John Symes Berkeley (1663–1736) of Stoke Gifford near Bristol was an English Member of Parliament.

==Life==
He was the second son of Richard Berkeley (d. 1671) of Stoke Gifford and Jane, daughter of Henry Symes of Frampton Cotterell, Gloucestershire. His grandfather and great-grandfather had both sat in parliament for Gloucestershire before the English Civil War. He inherited the family estates on the death of his elder brother George in 1685. This included Stoke Park, where he later exploited the rich coal deposits beneath the estate and commissioned Sir James Thornhill to rebuild a summerhouse at the end of the terrace of Stoke Park House as an orangery.

He was twice elected to represent the constituency of Gloucestershire in the Parliament between 1710 and 1715.
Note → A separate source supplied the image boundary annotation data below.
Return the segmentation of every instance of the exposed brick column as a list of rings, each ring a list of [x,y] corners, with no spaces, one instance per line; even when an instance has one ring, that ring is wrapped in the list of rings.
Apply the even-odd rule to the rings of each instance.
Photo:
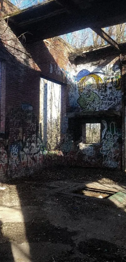
[[[1,63],[0,83],[0,133],[4,134],[5,127],[6,63]]]
[[[120,60],[122,64],[121,89],[122,99],[122,166],[126,171],[126,55],[121,54]]]

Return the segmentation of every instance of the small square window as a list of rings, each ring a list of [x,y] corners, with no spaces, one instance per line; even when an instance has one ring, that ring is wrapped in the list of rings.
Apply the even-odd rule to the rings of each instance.
[[[86,143],[99,143],[100,142],[101,124],[95,123],[86,124]]]

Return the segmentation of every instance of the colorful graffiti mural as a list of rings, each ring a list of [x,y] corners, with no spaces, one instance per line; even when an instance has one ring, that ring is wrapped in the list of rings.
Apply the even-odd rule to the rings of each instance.
[[[75,89],[69,90],[70,106],[77,108],[78,103],[83,110],[121,109],[122,93],[118,64],[99,69],[91,72],[84,69],[79,72],[76,77],[78,96]]]

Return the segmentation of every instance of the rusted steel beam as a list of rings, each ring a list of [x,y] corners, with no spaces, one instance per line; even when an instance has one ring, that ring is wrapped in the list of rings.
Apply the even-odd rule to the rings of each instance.
[[[101,28],[98,27],[92,27],[91,29],[95,32],[98,35],[104,39],[105,41],[106,41],[106,42],[110,44],[112,46],[113,46],[118,51],[121,51],[118,43],[112,38],[111,38],[107,33],[103,31]]]

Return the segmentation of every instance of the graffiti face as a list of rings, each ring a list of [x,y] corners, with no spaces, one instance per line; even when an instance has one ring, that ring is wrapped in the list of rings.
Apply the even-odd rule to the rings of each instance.
[[[83,69],[78,74],[79,97],[77,102],[83,110],[98,111],[121,108],[118,65],[109,65],[102,72],[90,73]]]
[[[115,128],[115,123],[112,122],[109,127],[106,121],[102,121],[104,129],[102,133],[102,146],[100,151],[103,157],[103,165],[108,167],[117,167],[119,157],[118,139],[121,136]]]

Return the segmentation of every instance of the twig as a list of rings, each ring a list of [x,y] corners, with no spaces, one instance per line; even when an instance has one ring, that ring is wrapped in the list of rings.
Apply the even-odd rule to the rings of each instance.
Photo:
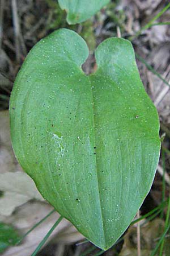
[[[139,210],[137,212],[137,218],[139,218],[140,214]],[[141,230],[140,230],[140,221],[137,222],[137,247],[138,247],[138,256],[141,256]]]
[[[15,34],[15,45],[16,50],[16,59],[18,62],[20,59],[20,49],[19,47],[19,34],[20,27],[19,23],[19,19],[17,11],[17,5],[16,0],[11,0],[12,9],[12,19],[14,24],[14,30]]]
[[[148,28],[149,28],[150,27],[151,27],[152,26],[152,24],[154,23],[154,21],[156,20],[156,19],[158,19],[161,15],[162,15],[165,11],[167,11],[167,9],[168,9],[168,8],[170,7],[170,3],[168,3],[167,5],[166,5],[166,6],[163,9],[156,15],[155,15],[153,19],[151,19],[151,20],[149,21],[149,22],[148,22],[148,23],[147,23],[146,25],[145,25],[144,27],[142,27],[141,30],[139,30],[135,35],[134,35],[133,36],[131,36],[129,39],[129,40],[133,40],[134,38],[137,38],[137,36],[138,36],[139,35],[141,34],[142,32],[143,32],[144,30],[146,30]]]
[[[15,34],[16,59],[17,61],[19,63],[21,56],[22,55],[20,51],[20,46],[22,46],[22,49],[25,55],[27,54],[27,49],[20,31],[20,23],[18,15],[16,0],[11,0],[11,5],[12,9],[12,19]]]

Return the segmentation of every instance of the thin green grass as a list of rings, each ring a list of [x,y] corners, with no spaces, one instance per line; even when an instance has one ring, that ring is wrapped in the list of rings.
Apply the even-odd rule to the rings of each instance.
[[[170,22],[158,22],[157,23],[152,24],[150,27],[153,27],[154,26],[163,26],[163,25],[170,25]]]
[[[162,242],[163,240],[164,239],[165,236],[166,236],[166,234],[168,232],[169,229],[170,228],[170,222],[168,223],[168,226],[166,228],[165,231],[163,233],[162,236],[161,236],[158,243],[157,243],[155,249],[152,251],[151,256],[154,256],[155,254],[156,253],[160,245],[161,245],[161,243]]]
[[[147,68],[148,70],[150,70],[153,74],[155,75],[158,76],[163,82],[164,82],[167,85],[170,87],[170,84],[166,81],[162,76],[162,75],[158,73],[157,71],[156,71],[154,68],[152,67],[148,63],[147,63],[146,60],[142,58],[139,54],[135,53],[135,56],[141,62],[143,63],[146,67]]]
[[[39,226],[39,225],[40,225],[42,222],[43,222],[43,221],[44,221],[47,218],[48,218],[50,215],[52,215],[52,213],[53,213],[53,212],[56,212],[56,210],[54,209],[53,210],[52,210],[51,212],[50,212],[46,216],[44,217],[44,218],[42,218],[40,221],[39,221],[37,223],[36,223],[34,226],[33,226],[32,228],[31,228],[31,229],[29,229],[29,230],[28,230],[16,243],[16,245],[18,245],[19,243],[20,243],[23,240],[23,239],[27,236],[28,236],[33,229],[35,229],[36,228],[37,228],[37,226]]]
[[[162,153],[162,160],[163,160],[163,171],[164,171],[164,174],[165,172],[165,152],[164,150],[162,150],[163,153]],[[163,196],[164,198],[165,197],[165,180],[163,180]],[[168,226],[169,223],[169,214],[170,214],[170,195],[169,196],[168,198],[168,209],[167,209],[167,213],[165,218],[165,230]],[[160,246],[160,251],[159,251],[159,256],[163,256],[163,251],[164,251],[164,238],[163,239]]]
[[[45,237],[42,239],[41,242],[39,243],[36,250],[34,251],[34,252],[31,254],[31,256],[36,256],[37,254],[37,253],[40,251],[42,246],[44,245],[50,235],[52,234],[52,233],[53,232],[53,230],[55,229],[55,228],[58,226],[58,225],[60,223],[60,222],[63,219],[62,216],[60,216],[60,218],[57,220],[57,221],[54,223],[52,228],[49,230],[49,231],[48,232]]]
[[[152,26],[153,26],[154,22],[160,16],[162,16],[166,11],[170,7],[170,3],[168,3],[166,6],[163,8],[156,15],[155,15],[152,19],[151,19],[144,27],[142,27],[141,30],[139,30],[136,34],[133,36],[131,36],[129,38],[129,40],[132,40],[134,38],[137,38],[139,35],[140,35],[143,31],[147,30]]]

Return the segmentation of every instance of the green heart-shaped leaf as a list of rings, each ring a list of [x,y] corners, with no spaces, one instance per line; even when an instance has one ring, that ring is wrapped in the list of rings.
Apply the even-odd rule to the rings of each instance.
[[[66,29],[33,47],[12,93],[11,138],[44,197],[105,250],[150,189],[159,120],[129,41],[103,42],[88,76],[81,69],[88,55],[83,39]]]
[[[87,0],[58,0],[62,10],[66,10],[67,22],[69,24],[76,24],[89,19],[95,14],[110,0],[95,0],[87,2]]]

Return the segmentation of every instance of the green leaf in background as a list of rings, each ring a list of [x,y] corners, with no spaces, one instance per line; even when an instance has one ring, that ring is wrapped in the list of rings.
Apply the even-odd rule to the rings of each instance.
[[[19,238],[16,231],[11,226],[0,222],[0,253],[8,246],[15,245]]]
[[[88,49],[61,29],[31,51],[10,101],[15,154],[44,197],[86,237],[107,250],[150,189],[160,151],[156,110],[131,43],[105,40],[98,69],[81,69]]]
[[[67,12],[69,24],[76,24],[89,19],[95,14],[110,0],[58,0],[62,10]]]

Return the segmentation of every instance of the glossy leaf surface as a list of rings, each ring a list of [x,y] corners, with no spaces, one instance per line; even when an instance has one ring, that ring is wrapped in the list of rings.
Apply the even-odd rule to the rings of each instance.
[[[110,38],[95,52],[59,30],[28,54],[10,101],[14,149],[42,195],[88,240],[107,249],[148,193],[160,151],[156,110],[131,43]]]
[[[89,19],[95,14],[110,0],[58,0],[62,10],[67,12],[67,22],[69,24],[76,24]]]

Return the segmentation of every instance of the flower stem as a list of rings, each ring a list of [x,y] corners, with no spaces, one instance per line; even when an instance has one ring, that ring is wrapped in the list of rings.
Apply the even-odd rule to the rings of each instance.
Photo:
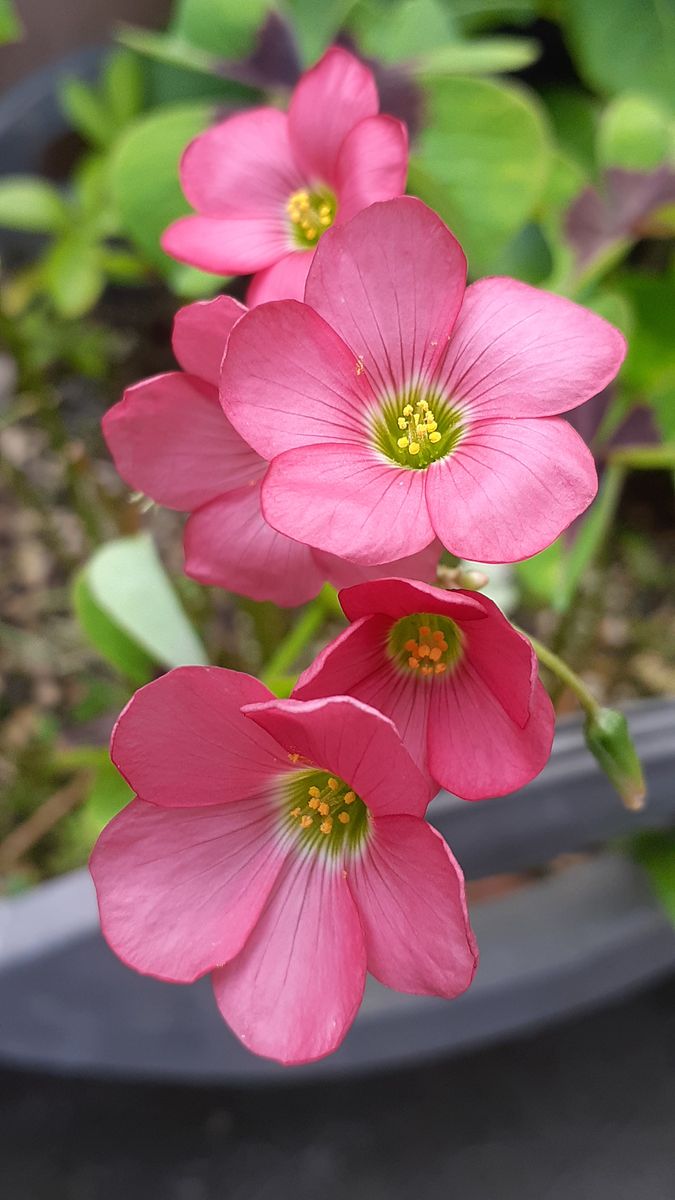
[[[277,646],[275,653],[263,667],[261,679],[271,690],[282,690],[288,695],[289,685],[294,682],[288,678],[291,668],[305,649],[307,642],[322,628],[325,618],[336,612],[335,588],[325,583],[319,594],[306,605],[293,628],[287,632],[283,641]],[[279,689],[275,688],[279,684]]]

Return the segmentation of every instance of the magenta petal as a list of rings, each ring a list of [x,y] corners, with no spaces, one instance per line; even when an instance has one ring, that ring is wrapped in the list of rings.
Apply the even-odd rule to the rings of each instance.
[[[127,388],[106,413],[103,434],[125,484],[179,511],[264,469],[225,416],[215,388],[179,371]]]
[[[466,991],[478,949],[464,877],[441,835],[416,817],[377,820],[347,870],[371,974],[416,995],[452,1000]]]
[[[354,563],[390,563],[434,540],[424,472],[387,463],[366,446],[289,450],[270,464],[262,497],[280,533]]]
[[[285,607],[311,600],[325,578],[307,546],[267,523],[259,485],[228,492],[192,514],[185,527],[185,574]]]
[[[246,293],[249,308],[271,300],[303,300],[313,250],[294,250],[253,275]]]
[[[189,374],[219,385],[229,331],[246,312],[233,296],[197,300],[179,308],[173,323],[173,353]]]
[[[506,796],[528,784],[546,764],[554,726],[552,704],[538,679],[522,728],[466,659],[432,690],[429,770],[465,800]]]
[[[252,703],[245,713],[289,755],[344,779],[376,816],[426,810],[429,780],[392,721],[374,708],[351,696],[329,696]]]
[[[177,667],[132,696],[110,757],[142,799],[163,808],[257,796],[289,769],[288,755],[240,712],[270,695],[239,671]]]
[[[365,985],[358,913],[324,858],[289,860],[246,946],[214,972],[219,1008],[255,1054],[282,1063],[331,1054]]]
[[[376,200],[402,196],[408,173],[408,134],[394,116],[369,116],[347,134],[338,158],[340,223]]]
[[[372,397],[357,368],[316,312],[281,300],[252,308],[233,329],[221,402],[264,458],[317,442],[359,443]]]
[[[211,126],[183,155],[180,181],[192,208],[209,216],[283,212],[288,197],[303,186],[288,118],[276,108],[252,108]]]
[[[91,856],[101,926],[130,967],[191,983],[234,958],[283,862],[274,793],[207,809],[132,800]]]
[[[626,341],[587,308],[509,278],[466,290],[440,380],[472,416],[549,416],[614,379]]]
[[[380,108],[372,73],[353,54],[333,46],[298,83],[288,108],[295,161],[316,182],[338,185],[345,137]]]
[[[598,486],[587,446],[555,416],[478,421],[425,474],[438,539],[479,563],[514,563],[550,546]]]
[[[305,300],[363,361],[378,392],[428,378],[444,352],[466,276],[461,246],[411,196],[372,204],[321,239]]]
[[[165,229],[162,250],[179,263],[216,275],[249,275],[288,253],[283,216],[179,217]]]

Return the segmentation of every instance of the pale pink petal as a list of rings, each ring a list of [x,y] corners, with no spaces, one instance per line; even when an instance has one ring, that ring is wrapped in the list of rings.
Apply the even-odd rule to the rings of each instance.
[[[163,808],[257,796],[291,768],[288,755],[241,714],[271,692],[220,667],[177,667],[141,688],[121,713],[110,757],[141,799]]]
[[[408,173],[408,134],[394,116],[369,116],[347,134],[338,158],[340,223],[376,200],[402,196]]]
[[[270,217],[303,186],[288,140],[288,118],[276,108],[228,116],[190,143],[180,163],[183,191],[209,216]]]
[[[252,703],[246,716],[289,755],[339,775],[376,816],[422,816],[431,798],[396,730],[351,696]]]
[[[353,54],[333,46],[298,83],[288,108],[295,161],[315,182],[338,185],[345,137],[380,108],[372,73]]]
[[[429,770],[449,792],[465,800],[506,796],[546,764],[555,715],[538,679],[524,728],[507,714],[471,659],[429,690]]]
[[[377,566],[348,563],[345,558],[325,554],[321,550],[315,550],[312,553],[323,577],[334,588],[348,588],[365,580],[389,578],[393,575],[407,580],[435,580],[441,546],[437,541],[432,541],[417,554],[408,554],[406,558],[396,559],[395,563],[381,563]]]
[[[550,546],[598,486],[589,449],[555,416],[478,421],[425,474],[438,539],[478,563],[514,563]]]
[[[179,371],[127,388],[102,426],[125,484],[169,509],[189,512],[264,469],[215,388]]]
[[[372,204],[323,235],[305,300],[364,365],[378,394],[428,379],[464,295],[466,259],[412,196]]]
[[[282,1063],[340,1045],[365,985],[358,913],[325,858],[289,860],[241,953],[214,972],[217,1006],[253,1054]]]
[[[441,835],[416,817],[377,820],[346,870],[371,974],[416,995],[452,1000],[466,991],[478,948],[464,877]]]
[[[162,250],[215,275],[249,275],[283,258],[289,248],[279,217],[179,217],[165,229]]]
[[[317,442],[364,442],[372,396],[347,347],[297,300],[252,308],[234,326],[220,395],[264,458]]]
[[[366,446],[303,446],[270,464],[263,514],[280,533],[316,550],[368,565],[390,563],[434,540],[423,476]]]
[[[234,958],[283,863],[271,792],[204,809],[132,800],[91,856],[101,928],[130,967],[191,983]]]
[[[253,275],[246,292],[249,308],[270,300],[303,300],[313,250],[294,250]]]
[[[184,544],[186,575],[251,600],[293,607],[317,595],[325,580],[307,546],[267,523],[259,485],[228,492],[193,512]]]
[[[183,370],[217,388],[229,331],[245,312],[244,305],[233,296],[197,300],[179,308],[173,322],[172,346]]]
[[[479,280],[466,290],[440,380],[472,416],[549,416],[602,391],[625,354],[619,330],[572,300],[518,280]]]

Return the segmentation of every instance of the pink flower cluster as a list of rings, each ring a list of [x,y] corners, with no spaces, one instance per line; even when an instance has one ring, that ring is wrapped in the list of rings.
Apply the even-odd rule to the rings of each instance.
[[[183,308],[181,371],[107,414],[121,476],[191,516],[185,569],[256,600],[342,588],[348,626],[291,700],[185,667],[143,688],[113,734],[137,799],[91,870],[103,932],[138,971],[210,973],[257,1054],[336,1049],[366,972],[454,997],[477,949],[464,880],[425,812],[480,800],[550,754],[528,641],[492,601],[434,586],[441,551],[508,563],[592,500],[592,456],[560,414],[616,374],[625,343],[510,278],[466,287],[443,222],[400,193],[400,122],[331,49],[287,114],[235,115],[189,146],[198,210],[165,247],[256,272]]]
He died at Bath in 1736 and was buried at Stoke Gifford.

==Family==
In 1695 he married Susan (d. 1696), the daughter and heiress of Sir Thomas Fowles and the widow of Jonathan Cope. In 1717 he married Elizabeth, the daughter and coheiress of Walter Norborne of Calne, Wiltshire and widow of Edward Devereux, 8th Viscount Hereford, with whom he had a son, Norborne Berkeley, 4th Baron Botetourt, a future Governor of Virginia and a daughter, Elizabeth (Duchess of Beaufort), the wife of Charles Somerset, 4th Duke of Beaufort of Badminton House in Gloucestershire. On Norborne's death in Virginia, Stoke Park House passed to Elizabeth, then Dowager Duchess, and became the Dower House of the Dukes Beaufort.